L’esthétique et l’ambiance du projet sont vraiment représentatives du courant punk/métal qui s’est développé ces dernières années dans la trap, à travers des artistes comme SuicideBoys, Pouya ou encore les présents Ghostemane et Zillakami. L’ensemble est rempli de distorsion et de saturation, que ce soit dans les basses ou dans les voix, offrant une énergie tourmentée et légèrement horrifique.
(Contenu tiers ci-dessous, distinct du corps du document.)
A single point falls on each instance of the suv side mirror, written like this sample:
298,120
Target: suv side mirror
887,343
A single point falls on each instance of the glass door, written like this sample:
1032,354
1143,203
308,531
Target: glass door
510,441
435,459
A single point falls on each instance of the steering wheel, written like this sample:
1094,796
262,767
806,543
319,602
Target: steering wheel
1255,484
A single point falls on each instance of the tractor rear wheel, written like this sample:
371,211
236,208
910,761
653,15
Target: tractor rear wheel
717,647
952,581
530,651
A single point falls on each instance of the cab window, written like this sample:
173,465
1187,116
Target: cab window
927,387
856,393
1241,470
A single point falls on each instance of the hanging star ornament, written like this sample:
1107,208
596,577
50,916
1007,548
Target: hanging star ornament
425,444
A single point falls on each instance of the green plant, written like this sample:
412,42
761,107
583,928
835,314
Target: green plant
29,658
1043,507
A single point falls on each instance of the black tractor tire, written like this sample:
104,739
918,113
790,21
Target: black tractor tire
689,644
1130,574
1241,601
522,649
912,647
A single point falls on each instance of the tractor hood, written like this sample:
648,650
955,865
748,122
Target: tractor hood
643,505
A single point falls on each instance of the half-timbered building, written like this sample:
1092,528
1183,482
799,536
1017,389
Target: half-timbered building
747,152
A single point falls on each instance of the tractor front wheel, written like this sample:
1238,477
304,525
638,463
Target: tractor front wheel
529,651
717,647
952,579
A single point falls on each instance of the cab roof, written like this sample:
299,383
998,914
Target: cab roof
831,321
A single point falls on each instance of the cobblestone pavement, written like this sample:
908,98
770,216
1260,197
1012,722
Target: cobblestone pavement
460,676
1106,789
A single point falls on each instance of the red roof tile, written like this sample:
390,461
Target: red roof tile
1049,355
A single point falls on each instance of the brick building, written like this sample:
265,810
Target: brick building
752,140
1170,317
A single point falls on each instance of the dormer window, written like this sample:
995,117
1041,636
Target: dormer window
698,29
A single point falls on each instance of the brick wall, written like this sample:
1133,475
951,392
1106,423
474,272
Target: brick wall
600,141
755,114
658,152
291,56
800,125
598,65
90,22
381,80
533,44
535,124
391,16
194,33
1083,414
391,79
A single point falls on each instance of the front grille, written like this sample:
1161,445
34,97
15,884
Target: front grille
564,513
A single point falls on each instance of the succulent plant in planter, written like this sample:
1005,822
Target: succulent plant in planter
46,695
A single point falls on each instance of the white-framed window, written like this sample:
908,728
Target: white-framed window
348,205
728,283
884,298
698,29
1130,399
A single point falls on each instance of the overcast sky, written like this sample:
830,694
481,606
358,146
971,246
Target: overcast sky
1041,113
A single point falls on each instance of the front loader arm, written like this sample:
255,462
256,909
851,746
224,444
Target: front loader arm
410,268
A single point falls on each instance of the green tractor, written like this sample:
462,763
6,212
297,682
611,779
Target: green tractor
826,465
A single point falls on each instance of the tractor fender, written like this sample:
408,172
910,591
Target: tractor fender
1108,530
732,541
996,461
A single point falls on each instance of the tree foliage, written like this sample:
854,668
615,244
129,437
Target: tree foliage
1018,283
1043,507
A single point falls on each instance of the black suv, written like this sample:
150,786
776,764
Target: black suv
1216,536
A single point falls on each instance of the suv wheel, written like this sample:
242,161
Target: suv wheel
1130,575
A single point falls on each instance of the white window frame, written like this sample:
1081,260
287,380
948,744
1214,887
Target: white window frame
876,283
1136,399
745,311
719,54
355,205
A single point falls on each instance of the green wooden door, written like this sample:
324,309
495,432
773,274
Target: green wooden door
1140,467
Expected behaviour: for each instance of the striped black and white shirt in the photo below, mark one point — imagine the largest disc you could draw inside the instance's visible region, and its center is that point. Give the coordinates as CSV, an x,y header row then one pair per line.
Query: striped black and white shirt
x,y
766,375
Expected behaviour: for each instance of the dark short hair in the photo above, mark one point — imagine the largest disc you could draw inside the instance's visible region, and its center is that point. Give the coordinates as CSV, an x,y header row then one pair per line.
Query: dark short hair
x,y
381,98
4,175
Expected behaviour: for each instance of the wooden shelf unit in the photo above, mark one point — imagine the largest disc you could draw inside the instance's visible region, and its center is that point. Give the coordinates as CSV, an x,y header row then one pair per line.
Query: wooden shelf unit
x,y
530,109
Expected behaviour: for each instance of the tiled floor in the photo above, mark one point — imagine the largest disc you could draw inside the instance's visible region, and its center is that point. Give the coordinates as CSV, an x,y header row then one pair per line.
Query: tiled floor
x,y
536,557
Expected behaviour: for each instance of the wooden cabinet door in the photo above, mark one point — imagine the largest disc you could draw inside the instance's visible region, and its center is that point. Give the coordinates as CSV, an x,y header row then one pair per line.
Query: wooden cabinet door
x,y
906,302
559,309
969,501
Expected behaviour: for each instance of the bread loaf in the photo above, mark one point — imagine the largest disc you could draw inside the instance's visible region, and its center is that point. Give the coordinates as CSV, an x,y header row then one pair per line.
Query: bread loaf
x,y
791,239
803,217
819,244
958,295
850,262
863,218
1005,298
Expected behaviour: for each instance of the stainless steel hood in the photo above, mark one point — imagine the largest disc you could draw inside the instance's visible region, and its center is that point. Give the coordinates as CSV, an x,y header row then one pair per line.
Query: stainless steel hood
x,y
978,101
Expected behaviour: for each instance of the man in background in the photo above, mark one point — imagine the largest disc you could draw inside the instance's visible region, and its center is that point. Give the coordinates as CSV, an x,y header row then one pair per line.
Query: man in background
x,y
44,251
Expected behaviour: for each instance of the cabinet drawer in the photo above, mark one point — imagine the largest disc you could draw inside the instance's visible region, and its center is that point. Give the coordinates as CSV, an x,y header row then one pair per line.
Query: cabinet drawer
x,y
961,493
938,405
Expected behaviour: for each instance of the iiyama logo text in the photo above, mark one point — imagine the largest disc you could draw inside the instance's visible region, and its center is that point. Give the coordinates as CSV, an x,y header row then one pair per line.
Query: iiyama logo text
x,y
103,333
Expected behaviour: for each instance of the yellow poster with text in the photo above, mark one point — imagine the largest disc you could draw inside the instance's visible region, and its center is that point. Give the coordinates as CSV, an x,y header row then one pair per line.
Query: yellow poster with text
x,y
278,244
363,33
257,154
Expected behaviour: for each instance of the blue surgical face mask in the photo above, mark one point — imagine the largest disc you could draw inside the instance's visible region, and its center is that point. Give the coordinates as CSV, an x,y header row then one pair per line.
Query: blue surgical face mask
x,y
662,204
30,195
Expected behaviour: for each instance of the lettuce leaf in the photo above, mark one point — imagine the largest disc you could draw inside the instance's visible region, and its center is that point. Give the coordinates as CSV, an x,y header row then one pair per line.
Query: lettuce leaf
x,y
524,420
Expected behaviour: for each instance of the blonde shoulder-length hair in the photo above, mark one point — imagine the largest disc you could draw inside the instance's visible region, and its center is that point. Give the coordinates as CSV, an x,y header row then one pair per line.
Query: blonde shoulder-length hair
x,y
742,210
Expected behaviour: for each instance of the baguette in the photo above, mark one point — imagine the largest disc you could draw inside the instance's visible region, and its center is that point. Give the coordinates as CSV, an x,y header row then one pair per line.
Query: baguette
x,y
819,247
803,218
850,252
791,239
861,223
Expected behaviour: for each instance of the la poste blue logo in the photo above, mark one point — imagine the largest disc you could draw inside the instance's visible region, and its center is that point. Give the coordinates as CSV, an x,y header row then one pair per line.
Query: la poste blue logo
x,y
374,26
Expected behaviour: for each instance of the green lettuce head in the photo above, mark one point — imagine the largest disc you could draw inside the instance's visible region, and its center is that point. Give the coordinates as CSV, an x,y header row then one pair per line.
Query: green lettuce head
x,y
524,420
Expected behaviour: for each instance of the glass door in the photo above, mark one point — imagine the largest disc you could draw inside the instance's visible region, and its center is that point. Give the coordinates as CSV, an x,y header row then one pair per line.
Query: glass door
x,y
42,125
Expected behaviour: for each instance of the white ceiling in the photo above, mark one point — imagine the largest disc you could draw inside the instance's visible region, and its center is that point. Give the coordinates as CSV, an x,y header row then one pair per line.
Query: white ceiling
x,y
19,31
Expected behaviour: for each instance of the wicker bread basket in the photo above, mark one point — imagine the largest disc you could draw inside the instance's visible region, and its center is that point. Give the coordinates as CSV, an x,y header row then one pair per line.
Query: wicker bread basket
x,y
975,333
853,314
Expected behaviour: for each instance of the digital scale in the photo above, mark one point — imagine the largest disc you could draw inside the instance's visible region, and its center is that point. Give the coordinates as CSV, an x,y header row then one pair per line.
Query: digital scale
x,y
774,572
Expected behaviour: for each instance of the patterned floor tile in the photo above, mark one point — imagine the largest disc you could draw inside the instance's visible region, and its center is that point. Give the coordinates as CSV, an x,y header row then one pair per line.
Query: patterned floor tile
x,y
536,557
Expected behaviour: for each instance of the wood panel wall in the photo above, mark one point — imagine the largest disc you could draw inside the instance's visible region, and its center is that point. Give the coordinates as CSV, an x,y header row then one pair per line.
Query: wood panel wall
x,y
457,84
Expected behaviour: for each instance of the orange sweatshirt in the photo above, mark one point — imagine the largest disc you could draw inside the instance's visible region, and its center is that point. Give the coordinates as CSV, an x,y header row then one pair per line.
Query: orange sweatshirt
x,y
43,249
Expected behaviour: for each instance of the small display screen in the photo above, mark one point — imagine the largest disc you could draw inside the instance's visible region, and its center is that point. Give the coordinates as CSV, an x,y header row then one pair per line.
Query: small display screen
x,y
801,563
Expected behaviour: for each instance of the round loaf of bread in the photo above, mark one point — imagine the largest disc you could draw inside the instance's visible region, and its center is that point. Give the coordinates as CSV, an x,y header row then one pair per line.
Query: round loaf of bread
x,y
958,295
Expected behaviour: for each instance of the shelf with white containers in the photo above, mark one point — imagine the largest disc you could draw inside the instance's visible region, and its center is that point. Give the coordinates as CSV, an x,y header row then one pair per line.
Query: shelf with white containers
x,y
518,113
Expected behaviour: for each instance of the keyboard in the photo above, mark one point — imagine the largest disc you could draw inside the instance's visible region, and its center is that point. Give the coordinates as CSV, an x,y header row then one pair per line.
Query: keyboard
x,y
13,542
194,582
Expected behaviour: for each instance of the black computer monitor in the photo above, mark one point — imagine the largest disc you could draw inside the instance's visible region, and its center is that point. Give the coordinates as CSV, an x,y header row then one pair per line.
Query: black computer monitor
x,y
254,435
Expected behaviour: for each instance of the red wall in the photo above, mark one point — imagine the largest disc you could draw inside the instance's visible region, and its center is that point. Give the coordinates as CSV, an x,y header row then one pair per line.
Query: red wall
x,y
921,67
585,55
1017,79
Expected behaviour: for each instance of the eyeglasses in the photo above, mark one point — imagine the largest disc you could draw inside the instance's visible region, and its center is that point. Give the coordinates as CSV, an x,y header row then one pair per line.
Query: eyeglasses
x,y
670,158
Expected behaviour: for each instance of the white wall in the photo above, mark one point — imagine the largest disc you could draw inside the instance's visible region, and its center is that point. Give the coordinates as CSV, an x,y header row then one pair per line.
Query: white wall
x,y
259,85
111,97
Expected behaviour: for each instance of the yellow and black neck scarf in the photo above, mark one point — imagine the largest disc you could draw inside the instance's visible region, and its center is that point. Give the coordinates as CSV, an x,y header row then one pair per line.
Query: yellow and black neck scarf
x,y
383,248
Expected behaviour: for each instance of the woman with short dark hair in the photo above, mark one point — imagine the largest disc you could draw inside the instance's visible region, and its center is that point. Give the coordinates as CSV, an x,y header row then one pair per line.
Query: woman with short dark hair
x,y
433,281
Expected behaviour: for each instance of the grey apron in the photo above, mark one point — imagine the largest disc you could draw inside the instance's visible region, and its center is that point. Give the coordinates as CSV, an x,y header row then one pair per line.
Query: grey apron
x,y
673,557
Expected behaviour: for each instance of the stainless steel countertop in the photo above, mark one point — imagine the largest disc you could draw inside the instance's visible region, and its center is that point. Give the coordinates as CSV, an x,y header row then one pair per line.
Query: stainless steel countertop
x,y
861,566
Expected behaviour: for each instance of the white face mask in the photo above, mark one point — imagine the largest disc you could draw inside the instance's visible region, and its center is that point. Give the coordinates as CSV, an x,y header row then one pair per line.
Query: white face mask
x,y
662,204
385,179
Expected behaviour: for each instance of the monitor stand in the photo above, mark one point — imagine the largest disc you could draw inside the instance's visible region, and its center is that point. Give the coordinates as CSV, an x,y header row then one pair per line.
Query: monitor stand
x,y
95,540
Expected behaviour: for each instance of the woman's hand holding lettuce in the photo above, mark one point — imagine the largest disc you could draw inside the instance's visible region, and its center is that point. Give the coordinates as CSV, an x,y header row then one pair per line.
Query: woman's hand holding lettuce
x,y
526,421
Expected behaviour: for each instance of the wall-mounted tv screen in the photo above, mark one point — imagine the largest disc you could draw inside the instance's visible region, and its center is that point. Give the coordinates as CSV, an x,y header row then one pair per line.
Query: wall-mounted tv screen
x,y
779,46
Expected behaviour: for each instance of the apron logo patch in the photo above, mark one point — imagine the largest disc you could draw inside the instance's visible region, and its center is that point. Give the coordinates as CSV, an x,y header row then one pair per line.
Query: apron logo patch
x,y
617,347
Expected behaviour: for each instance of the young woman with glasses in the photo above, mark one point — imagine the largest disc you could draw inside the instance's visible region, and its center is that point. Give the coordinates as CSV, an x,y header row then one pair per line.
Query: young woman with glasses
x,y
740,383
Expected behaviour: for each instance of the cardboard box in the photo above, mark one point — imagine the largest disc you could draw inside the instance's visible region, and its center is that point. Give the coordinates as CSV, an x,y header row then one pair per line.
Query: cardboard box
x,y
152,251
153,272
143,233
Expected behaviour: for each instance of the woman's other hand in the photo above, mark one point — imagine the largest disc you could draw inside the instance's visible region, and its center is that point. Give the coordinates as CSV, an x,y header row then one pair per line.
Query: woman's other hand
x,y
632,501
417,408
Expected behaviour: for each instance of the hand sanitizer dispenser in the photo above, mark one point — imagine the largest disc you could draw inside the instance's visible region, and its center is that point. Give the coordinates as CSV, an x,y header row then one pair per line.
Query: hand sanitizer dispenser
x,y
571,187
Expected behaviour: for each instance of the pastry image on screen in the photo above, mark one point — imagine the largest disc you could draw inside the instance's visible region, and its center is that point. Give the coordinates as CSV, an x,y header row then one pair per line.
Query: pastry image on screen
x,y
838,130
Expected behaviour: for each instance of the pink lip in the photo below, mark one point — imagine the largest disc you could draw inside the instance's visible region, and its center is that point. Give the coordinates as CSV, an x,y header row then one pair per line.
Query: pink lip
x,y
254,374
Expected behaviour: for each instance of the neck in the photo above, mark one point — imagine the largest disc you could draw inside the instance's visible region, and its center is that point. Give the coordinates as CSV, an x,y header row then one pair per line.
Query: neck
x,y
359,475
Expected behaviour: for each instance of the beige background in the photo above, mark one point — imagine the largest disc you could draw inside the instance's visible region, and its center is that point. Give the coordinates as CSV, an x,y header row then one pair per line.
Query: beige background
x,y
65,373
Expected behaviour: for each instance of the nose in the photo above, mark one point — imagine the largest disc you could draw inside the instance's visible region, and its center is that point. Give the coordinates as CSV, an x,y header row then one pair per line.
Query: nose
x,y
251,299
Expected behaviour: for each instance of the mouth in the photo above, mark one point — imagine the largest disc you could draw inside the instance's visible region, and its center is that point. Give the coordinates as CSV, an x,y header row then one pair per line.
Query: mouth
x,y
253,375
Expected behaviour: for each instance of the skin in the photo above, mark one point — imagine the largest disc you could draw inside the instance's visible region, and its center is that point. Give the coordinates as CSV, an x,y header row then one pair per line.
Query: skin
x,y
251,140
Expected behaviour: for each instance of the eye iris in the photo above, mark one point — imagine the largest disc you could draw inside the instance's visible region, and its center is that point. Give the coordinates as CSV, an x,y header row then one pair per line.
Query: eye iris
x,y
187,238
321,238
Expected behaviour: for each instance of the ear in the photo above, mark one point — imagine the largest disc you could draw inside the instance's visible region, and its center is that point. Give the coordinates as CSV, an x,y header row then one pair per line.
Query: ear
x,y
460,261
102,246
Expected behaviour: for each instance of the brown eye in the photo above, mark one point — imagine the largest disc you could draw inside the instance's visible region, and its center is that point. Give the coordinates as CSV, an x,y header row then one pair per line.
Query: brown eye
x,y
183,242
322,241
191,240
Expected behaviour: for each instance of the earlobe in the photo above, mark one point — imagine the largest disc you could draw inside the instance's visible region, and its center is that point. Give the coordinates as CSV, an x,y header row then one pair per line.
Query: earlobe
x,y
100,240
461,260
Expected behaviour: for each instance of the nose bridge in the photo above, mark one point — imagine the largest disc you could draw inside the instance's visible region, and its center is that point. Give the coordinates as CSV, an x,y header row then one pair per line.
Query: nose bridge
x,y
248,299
Un aspect sombre que l’on retrouve aussi dans les lyrics, avec de multiples références à la drogue, à la mort et, particularité de Denzel Curry, aux multiples personnalités qui existent chez lui.
« Je vois une autre partie de moi qui est dure comme moi, uh
Je vois l’autre côté qui m’appelle, appelle le Dieu en moi
Divise les personnalités, divise ma réalité
La vie est une salope que je baise, bestialité »« As I see another part of me that’s hard as me, uh
See the other side is callin » me the God in me
Split personalities, split my reality
Life is a bitch that I fuck, beastiality »FALSE GODS FREESTYLE, Denzel Curry
Les références culturelles sont également très nombreuses et variées, d’Elmer Fudd à Pokemon en passant par Dragonball Z sur le morceau « GOGETA ». Le titre du projet en lui-même est une référence au film du même nom de 1993 (Les Princes de la ville en français). On retrouve d’ailleurs dans l’intro du projet un sample du film, venant d’une scène où le leader d’un gang de prison initie un nouveau membre et lui apprend que pour intégrer le gang, il faut tuer quelqu’un, le « Blood In », et qu’on ne peut le quitter qu’en mourant à son tour, le « Blood Out ».
Si Denzel Curry porte une esthétique si chaotique, si torturée, c’est qu’il a grandi à Carol City, près de Miami, dans un environnement empreint de violence et de discrimination. Plusieurs de ses proches et connaissances ont trouvé la mort autour de lui. En 2012, c’est Treyvon Martin, jeune homme noir de 17 ans qui fréquente le même lycée que Denzel Curry, qui trouve la mort, tué par la police. En 2014, Treon Johnson, le propre frère du rappeur, est tasé à mort, une nouvelle fois par la police. On retrouve d’ailleurs ces noms, accompagné également de celui de XXXTentacion, au milieu d’autres dans la description YouTube du projet, en guise d’hommage.